Environment Variables

Configuring CRDS for pipeline or offsite personal use is accomplished by setting shell environment variables.

Basic Environment

By default, onsite at STScI, CRDS runs from a global cache with no connection to the CRDS Server and typically no user environment setup required to do basic best references.

For more personalized configurations or one designed for offsite use, the CRDS environment needs to define a CRDS server CRDS_SERVER_URL and a CRDS file cache directory CRDS_PATH.

File Cache Location CRDS_PATH

CRDS stores reference files, rules files, and configuration information such as the current default context in a cache. The location of the CRDS cache is defined by the CRDS_PATH environment setting.

Default On Site CRDS_PATH

By default, CRDS behaves as if you set your environment like this:

$ export CRDS_PATH=/grp/crds/cache

/grp/crds/cache is on the Central Store and should be accessible to all users. It is a readonly cache containing all rule and reference files associated with all CRDS projects: HST, JWST and Roman.

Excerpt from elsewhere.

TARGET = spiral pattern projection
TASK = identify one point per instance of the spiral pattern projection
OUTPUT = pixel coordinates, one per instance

While it is configuration free and self-maintaining, limitations of the default cache include:

  1. A need for a direct connection to the STScI internal network

  2. Weak performance when accessed by VPN over the Internet

  3. Immutable files not well suited for experimentation

User Local CRDS_PATH

To avoid Internet inefficiencies, individual users can construct demand-based CRDS caches appropriate to their particular datasets. Personal CRDS caches also enable processing and many basic functions with no network access to the CRDS server.

Tip

If using different servers, a different local cache should be used for each one. Using the same cache for different servers will lead to corrupted local cache.

A remote or pipeline user defines a non-default CRDS cache by setting, e.g.:

$ export CRDS_PATH=$HOME/crds_cache

Using a personal cache also requires defining the CRDS server.

Server Selection CRDS_SERVER_URL

Since each project (and test system) is supported by a different CRDS server, a user must define any CRDS server they wish to use.

Default Server

By default, the CRDS client bestrefs functionality can run without a server provided they have access to an up-to-date CRDS cache.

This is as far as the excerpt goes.